I have just come back from Dublin and it was well into cold weather season with very little sun but judging from the extremely bronzed women walking around town, either they are going on holidays abroad regularly, using suntan beds (are they still legal?) or more likely using the vast array of tanning products in the pharmacies in Dublin.
I had already been exposed to many people still embracing the tan since leaving Asia especially among the Irish living in San Francisco. On a recent trip to Calistoga, a group of glamorous, sophisticated (and tanned) women were all sitting around the pool but had not put even a toe into the water. Given it was hot and the pool looked inviting it was a little odd. One of them said “I paid $40 for this tan. I am not going in the water. Are you going into the water?” “No, the hot springs will strip it off me, it’s not worth it.” And someone else added ” I will go in tomorrow when the tan has settled more into my skin and is less likely to wash off.”
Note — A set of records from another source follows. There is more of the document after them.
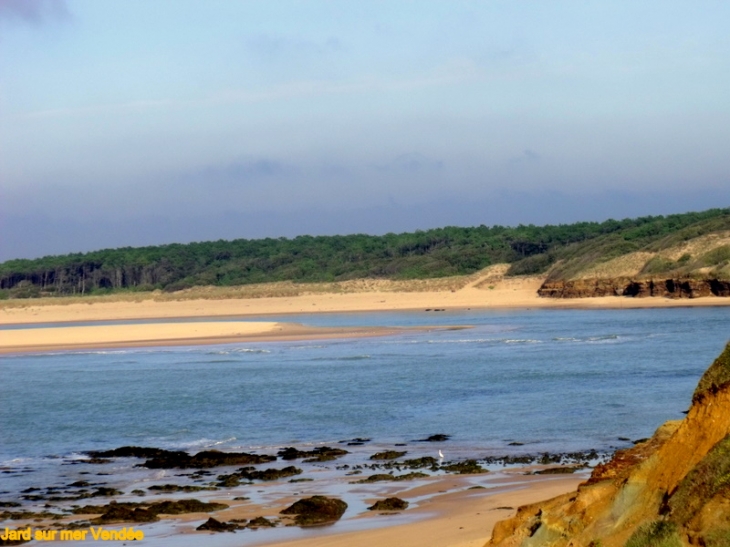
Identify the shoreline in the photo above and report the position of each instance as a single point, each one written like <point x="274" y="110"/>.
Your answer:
<point x="74" y="338"/>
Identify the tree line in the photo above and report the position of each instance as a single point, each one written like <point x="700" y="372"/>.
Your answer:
<point x="415" y="255"/>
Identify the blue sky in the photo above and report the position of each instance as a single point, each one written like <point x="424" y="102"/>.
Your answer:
<point x="153" y="121"/>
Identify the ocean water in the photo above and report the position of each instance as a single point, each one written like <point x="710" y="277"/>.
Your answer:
<point x="551" y="380"/>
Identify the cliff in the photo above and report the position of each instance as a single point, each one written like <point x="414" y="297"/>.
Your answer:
<point x="670" y="491"/>
<point x="622" y="286"/>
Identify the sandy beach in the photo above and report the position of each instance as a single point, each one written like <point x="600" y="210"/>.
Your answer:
<point x="462" y="518"/>
<point x="480" y="292"/>
<point x="55" y="338"/>
<point x="455" y="516"/>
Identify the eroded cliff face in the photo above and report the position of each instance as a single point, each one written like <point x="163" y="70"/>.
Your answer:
<point x="623" y="286"/>
<point x="672" y="490"/>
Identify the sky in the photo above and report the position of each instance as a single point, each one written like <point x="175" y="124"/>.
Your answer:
<point x="156" y="121"/>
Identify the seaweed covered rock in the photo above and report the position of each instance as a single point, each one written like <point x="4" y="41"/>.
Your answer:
<point x="673" y="489"/>
<point x="261" y="522"/>
<point x="214" y="525"/>
<point x="317" y="510"/>
<point x="251" y="474"/>
<point x="319" y="454"/>
<point x="158" y="458"/>
<point x="145" y="511"/>
<point x="389" y="504"/>
<point x="205" y="459"/>
<point x="383" y="477"/>
<point x="468" y="467"/>
<point x="388" y="455"/>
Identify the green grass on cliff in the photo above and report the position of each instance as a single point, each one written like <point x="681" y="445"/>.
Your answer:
<point x="710" y="477"/>
<point x="660" y="533"/>
<point x="715" y="377"/>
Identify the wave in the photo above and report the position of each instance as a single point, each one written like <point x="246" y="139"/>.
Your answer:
<point x="345" y="358"/>
<point x="234" y="351"/>
<point x="493" y="341"/>
<point x="603" y="339"/>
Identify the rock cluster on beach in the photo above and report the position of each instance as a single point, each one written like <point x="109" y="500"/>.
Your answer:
<point x="670" y="490"/>
<point x="316" y="511"/>
<point x="237" y="472"/>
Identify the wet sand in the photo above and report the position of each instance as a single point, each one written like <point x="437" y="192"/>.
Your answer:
<point x="58" y="338"/>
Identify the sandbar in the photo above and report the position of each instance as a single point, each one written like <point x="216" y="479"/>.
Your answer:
<point x="479" y="293"/>
<point x="53" y="338"/>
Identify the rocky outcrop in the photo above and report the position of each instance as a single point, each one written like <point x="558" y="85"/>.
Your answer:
<point x="621" y="286"/>
<point x="671" y="490"/>
<point x="316" y="511"/>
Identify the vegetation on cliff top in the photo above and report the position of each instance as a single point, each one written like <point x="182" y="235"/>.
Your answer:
<point x="563" y="249"/>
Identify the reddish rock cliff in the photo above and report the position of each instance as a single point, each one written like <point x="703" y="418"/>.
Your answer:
<point x="672" y="490"/>
<point x="668" y="288"/>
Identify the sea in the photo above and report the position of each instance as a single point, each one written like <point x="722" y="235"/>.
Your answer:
<point x="513" y="382"/>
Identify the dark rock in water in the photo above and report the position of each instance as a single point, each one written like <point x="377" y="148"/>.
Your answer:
<point x="214" y="525"/>
<point x="13" y="541"/>
<point x="355" y="442"/>
<point x="261" y="522"/>
<point x="122" y="513"/>
<point x="317" y="510"/>
<point x="438" y="438"/>
<point x="132" y="452"/>
<point x="468" y="467"/>
<point x="145" y="512"/>
<point x="105" y="492"/>
<point x="388" y="455"/>
<point x="168" y="488"/>
<point x="381" y="477"/>
<point x="389" y="504"/>
<point x="420" y="463"/>
<point x="207" y="458"/>
<point x="158" y="458"/>
<point x="181" y="507"/>
<point x="319" y="454"/>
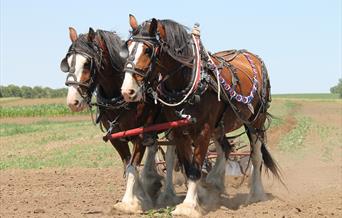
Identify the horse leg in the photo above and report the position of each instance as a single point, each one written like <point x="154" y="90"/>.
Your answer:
<point x="123" y="150"/>
<point x="190" y="205"/>
<point x="151" y="180"/>
<point x="216" y="175"/>
<point x="257" y="192"/>
<point x="168" y="196"/>
<point x="135" y="200"/>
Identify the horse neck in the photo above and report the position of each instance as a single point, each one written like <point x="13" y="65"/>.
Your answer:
<point x="177" y="80"/>
<point x="108" y="78"/>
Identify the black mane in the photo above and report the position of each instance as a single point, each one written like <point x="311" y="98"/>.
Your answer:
<point x="177" y="37"/>
<point x="114" y="45"/>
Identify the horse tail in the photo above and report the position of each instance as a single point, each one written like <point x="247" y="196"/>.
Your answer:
<point x="271" y="164"/>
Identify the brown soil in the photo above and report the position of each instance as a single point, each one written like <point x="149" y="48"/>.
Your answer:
<point x="28" y="120"/>
<point x="314" y="185"/>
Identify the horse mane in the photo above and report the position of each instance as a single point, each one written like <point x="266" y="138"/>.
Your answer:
<point x="114" y="44"/>
<point x="177" y="37"/>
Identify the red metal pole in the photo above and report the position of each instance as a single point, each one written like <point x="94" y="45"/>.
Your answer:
<point x="156" y="127"/>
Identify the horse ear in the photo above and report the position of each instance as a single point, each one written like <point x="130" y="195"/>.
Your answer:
<point x="153" y="27"/>
<point x="133" y="22"/>
<point x="91" y="34"/>
<point x="72" y="34"/>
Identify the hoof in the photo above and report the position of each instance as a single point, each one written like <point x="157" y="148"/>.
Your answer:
<point x="168" y="199"/>
<point x="152" y="185"/>
<point x="254" y="198"/>
<point x="185" y="209"/>
<point x="128" y="208"/>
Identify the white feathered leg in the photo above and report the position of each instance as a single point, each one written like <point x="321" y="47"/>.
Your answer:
<point x="190" y="206"/>
<point x="151" y="180"/>
<point x="168" y="196"/>
<point x="134" y="200"/>
<point x="216" y="175"/>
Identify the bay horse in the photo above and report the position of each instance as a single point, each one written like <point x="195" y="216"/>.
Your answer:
<point x="93" y="65"/>
<point x="171" y="66"/>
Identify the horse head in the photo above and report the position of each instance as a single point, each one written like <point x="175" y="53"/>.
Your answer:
<point x="93" y="59"/>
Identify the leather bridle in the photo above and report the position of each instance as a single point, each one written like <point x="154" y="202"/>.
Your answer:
<point x="86" y="88"/>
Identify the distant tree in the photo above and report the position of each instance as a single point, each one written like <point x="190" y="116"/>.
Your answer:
<point x="12" y="91"/>
<point x="27" y="92"/>
<point x="338" y="88"/>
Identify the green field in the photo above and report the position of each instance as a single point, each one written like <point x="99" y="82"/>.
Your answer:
<point x="308" y="96"/>
<point x="47" y="138"/>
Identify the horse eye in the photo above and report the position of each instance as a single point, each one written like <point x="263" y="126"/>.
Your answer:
<point x="148" y="51"/>
<point x="87" y="65"/>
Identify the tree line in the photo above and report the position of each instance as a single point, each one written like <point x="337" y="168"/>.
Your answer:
<point x="338" y="88"/>
<point x="31" y="92"/>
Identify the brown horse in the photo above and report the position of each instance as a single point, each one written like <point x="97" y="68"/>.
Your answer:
<point x="164" y="62"/>
<point x="93" y="62"/>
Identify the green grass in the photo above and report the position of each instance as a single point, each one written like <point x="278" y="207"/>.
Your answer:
<point x="60" y="144"/>
<point x="10" y="129"/>
<point x="293" y="141"/>
<point x="308" y="96"/>
<point x="37" y="110"/>
<point x="160" y="213"/>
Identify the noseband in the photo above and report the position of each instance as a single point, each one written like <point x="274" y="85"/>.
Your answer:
<point x="151" y="42"/>
<point x="71" y="79"/>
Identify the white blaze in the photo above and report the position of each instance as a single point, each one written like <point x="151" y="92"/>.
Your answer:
<point x="129" y="82"/>
<point x="73" y="94"/>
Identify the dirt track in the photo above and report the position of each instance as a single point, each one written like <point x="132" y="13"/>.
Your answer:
<point x="314" y="183"/>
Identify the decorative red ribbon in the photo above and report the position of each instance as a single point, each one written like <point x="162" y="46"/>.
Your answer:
<point x="155" y="127"/>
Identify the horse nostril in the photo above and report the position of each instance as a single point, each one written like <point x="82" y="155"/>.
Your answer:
<point x="131" y="92"/>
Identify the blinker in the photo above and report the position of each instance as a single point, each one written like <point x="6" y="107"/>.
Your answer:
<point x="64" y="65"/>
<point x="124" y="51"/>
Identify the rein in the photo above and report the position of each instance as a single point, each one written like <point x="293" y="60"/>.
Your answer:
<point x="156" y="43"/>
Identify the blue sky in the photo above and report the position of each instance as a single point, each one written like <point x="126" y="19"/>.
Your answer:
<point x="300" y="41"/>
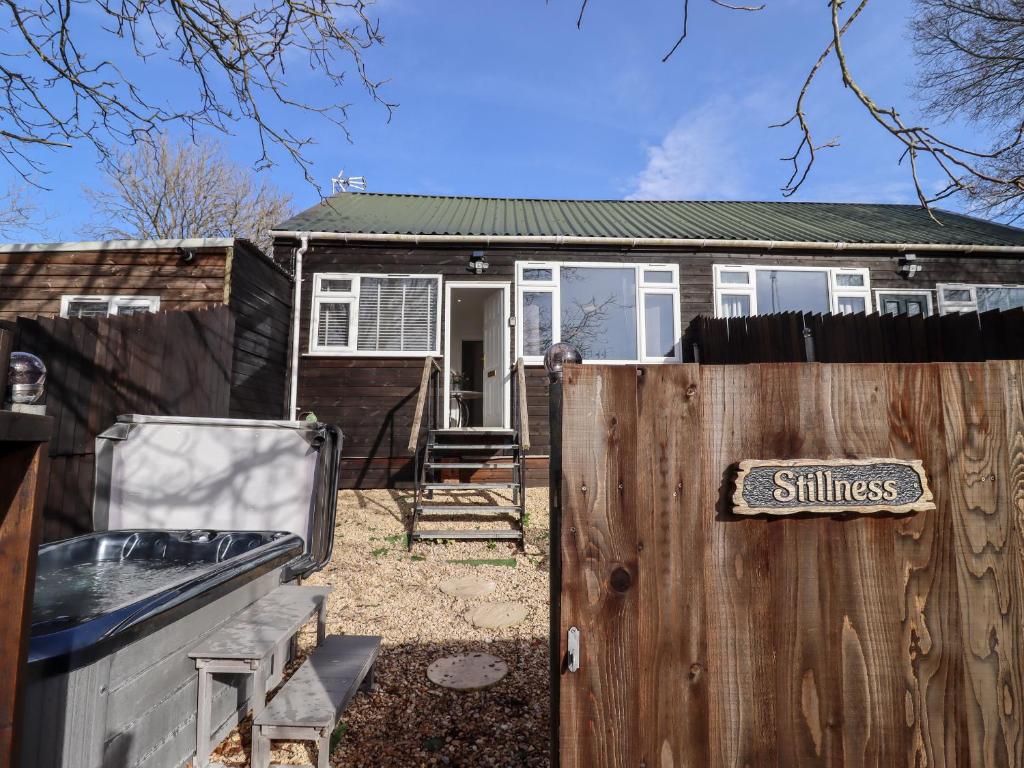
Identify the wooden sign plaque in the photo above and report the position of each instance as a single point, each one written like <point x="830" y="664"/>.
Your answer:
<point x="790" y="486"/>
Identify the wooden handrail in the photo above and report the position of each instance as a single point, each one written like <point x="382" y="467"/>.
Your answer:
<point x="428" y="365"/>
<point x="520" y="385"/>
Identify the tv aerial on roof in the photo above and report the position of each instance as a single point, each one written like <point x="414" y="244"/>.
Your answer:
<point x="343" y="183"/>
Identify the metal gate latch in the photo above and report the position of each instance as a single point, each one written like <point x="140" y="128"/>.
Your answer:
<point x="573" y="649"/>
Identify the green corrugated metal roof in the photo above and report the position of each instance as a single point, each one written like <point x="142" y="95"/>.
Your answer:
<point x="845" y="222"/>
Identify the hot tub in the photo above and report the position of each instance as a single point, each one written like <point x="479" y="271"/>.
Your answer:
<point x="197" y="519"/>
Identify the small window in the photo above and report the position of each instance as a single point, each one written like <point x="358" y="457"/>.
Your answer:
<point x="910" y="303"/>
<point x="733" y="278"/>
<point x="535" y="274"/>
<point x="375" y="314"/>
<point x="658" y="276"/>
<point x="979" y="298"/>
<point x="846" y="280"/>
<point x="611" y="311"/>
<point x="742" y="291"/>
<point x="102" y="306"/>
<point x="335" y="285"/>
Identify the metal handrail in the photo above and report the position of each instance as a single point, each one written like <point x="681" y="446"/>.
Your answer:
<point x="428" y="382"/>
<point x="521" y="412"/>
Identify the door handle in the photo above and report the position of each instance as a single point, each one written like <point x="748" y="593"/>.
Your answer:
<point x="572" y="650"/>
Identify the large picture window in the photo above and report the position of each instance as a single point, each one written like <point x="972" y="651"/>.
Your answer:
<point x="609" y="311"/>
<point x="102" y="306"/>
<point x="376" y="314"/>
<point x="964" y="297"/>
<point x="743" y="291"/>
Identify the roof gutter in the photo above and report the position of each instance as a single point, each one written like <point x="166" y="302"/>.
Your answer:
<point x="570" y="240"/>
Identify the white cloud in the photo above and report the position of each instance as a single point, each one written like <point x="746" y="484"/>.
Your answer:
<point x="698" y="159"/>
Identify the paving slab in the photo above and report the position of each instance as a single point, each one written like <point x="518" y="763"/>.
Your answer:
<point x="468" y="587"/>
<point x="467" y="672"/>
<point x="497" y="615"/>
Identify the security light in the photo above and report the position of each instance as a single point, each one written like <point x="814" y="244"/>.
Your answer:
<point x="477" y="263"/>
<point x="908" y="265"/>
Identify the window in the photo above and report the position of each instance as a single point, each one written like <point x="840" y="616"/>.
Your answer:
<point x="101" y="306"/>
<point x="743" y="291"/>
<point x="978" y="298"/>
<point x="609" y="311"/>
<point x="375" y="314"/>
<point x="903" y="301"/>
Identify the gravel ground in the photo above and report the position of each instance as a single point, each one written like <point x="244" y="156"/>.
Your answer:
<point x="381" y="589"/>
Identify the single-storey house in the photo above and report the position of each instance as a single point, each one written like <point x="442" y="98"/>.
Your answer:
<point x="88" y="280"/>
<point x="385" y="281"/>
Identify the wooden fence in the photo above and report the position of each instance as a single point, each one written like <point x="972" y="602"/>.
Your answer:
<point x="793" y="337"/>
<point x="160" y="364"/>
<point x="710" y="639"/>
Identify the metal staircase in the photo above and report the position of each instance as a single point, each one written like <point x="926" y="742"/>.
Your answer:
<point x="471" y="474"/>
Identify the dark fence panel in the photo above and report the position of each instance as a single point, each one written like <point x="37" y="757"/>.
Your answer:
<point x="165" y="364"/>
<point x="792" y="337"/>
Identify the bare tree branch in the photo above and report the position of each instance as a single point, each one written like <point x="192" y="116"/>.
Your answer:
<point x="53" y="95"/>
<point x="169" y="189"/>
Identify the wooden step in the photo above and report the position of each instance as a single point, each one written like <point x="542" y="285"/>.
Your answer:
<point x="470" y="465"/>
<point x="469" y="431"/>
<point x="473" y="446"/>
<point x="469" y="535"/>
<point x="433" y="509"/>
<point x="467" y="485"/>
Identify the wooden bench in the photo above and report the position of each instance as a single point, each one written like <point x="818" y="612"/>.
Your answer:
<point x="309" y="705"/>
<point x="255" y="642"/>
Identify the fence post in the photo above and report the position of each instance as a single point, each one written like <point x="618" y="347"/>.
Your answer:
<point x="554" y="358"/>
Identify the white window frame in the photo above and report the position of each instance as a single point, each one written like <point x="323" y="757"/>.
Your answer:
<point x="949" y="307"/>
<point x="926" y="292"/>
<point x="113" y="301"/>
<point x="553" y="287"/>
<point x="836" y="292"/>
<point x="351" y="298"/>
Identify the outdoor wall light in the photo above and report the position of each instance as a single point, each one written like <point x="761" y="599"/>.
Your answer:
<point x="26" y="379"/>
<point x="908" y="265"/>
<point x="477" y="262"/>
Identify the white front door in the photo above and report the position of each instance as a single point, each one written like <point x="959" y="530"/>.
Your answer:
<point x="495" y="359"/>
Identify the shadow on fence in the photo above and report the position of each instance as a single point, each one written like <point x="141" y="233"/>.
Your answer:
<point x="793" y="337"/>
<point x="164" y="364"/>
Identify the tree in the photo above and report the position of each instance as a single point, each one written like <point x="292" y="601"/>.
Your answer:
<point x="54" y="93"/>
<point x="972" y="67"/>
<point x="17" y="211"/>
<point x="170" y="189"/>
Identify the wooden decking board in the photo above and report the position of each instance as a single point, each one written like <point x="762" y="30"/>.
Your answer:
<point x="256" y="631"/>
<point x="324" y="684"/>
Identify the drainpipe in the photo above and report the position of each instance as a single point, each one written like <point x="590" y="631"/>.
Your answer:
<point x="556" y="356"/>
<point x="296" y="314"/>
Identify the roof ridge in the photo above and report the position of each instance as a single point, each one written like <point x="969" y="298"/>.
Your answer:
<point x="341" y="196"/>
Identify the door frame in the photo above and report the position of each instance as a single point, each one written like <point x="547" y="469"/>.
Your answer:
<point x="506" y="289"/>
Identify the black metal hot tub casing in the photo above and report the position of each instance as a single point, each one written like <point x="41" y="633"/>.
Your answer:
<point x="110" y="679"/>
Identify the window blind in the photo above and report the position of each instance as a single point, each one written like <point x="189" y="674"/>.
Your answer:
<point x="397" y="314"/>
<point x="332" y="329"/>
<point x="87" y="308"/>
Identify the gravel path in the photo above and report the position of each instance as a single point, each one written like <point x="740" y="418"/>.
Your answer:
<point x="381" y="589"/>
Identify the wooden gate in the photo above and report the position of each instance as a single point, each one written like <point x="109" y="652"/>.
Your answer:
<point x="708" y="639"/>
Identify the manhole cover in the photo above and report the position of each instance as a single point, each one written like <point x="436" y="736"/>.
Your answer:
<point x="497" y="615"/>
<point x="469" y="672"/>
<point x="468" y="587"/>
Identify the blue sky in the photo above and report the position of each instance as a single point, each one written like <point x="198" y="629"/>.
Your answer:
<point x="509" y="98"/>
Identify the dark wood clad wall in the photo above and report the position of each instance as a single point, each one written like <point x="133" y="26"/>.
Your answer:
<point x="33" y="283"/>
<point x="260" y="295"/>
<point x="372" y="398"/>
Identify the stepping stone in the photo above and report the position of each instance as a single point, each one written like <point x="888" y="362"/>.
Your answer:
<point x="469" y="672"/>
<point x="468" y="587"/>
<point x="497" y="615"/>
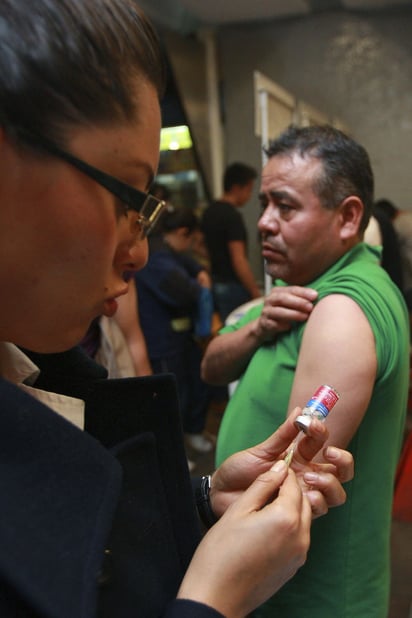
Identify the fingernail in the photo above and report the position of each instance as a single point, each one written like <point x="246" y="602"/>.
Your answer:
<point x="332" y="452"/>
<point x="279" y="466"/>
<point x="311" y="477"/>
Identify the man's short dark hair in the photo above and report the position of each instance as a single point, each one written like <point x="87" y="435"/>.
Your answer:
<point x="68" y="63"/>
<point x="387" y="207"/>
<point x="238" y="174"/>
<point x="346" y="165"/>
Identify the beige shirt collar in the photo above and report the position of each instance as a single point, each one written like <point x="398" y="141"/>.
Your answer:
<point x="17" y="368"/>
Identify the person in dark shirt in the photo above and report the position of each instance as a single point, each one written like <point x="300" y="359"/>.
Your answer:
<point x="226" y="240"/>
<point x="98" y="517"/>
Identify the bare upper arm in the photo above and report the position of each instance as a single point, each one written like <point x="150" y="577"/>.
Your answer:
<point x="338" y="348"/>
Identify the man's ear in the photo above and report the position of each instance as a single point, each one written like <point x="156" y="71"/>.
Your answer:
<point x="351" y="213"/>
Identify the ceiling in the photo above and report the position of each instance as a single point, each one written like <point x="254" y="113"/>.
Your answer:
<point x="187" y="15"/>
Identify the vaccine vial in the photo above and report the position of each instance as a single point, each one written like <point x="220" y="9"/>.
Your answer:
<point x="318" y="406"/>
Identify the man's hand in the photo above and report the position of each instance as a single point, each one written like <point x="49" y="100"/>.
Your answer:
<point x="282" y="307"/>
These same women have tried to convert me to the merits of a tan as a recent birthday present testifies; a voucher for some fake tan application sessions with a beautician. I have not been broken, yet, and remain resolutely pale.
When it comes to the skin-deep kind of beauty, whether or not you prefer a tan may depend on what part of the world you live in. Just don’t go to Dublin looking for any kind of suntan that does not come in a bottle.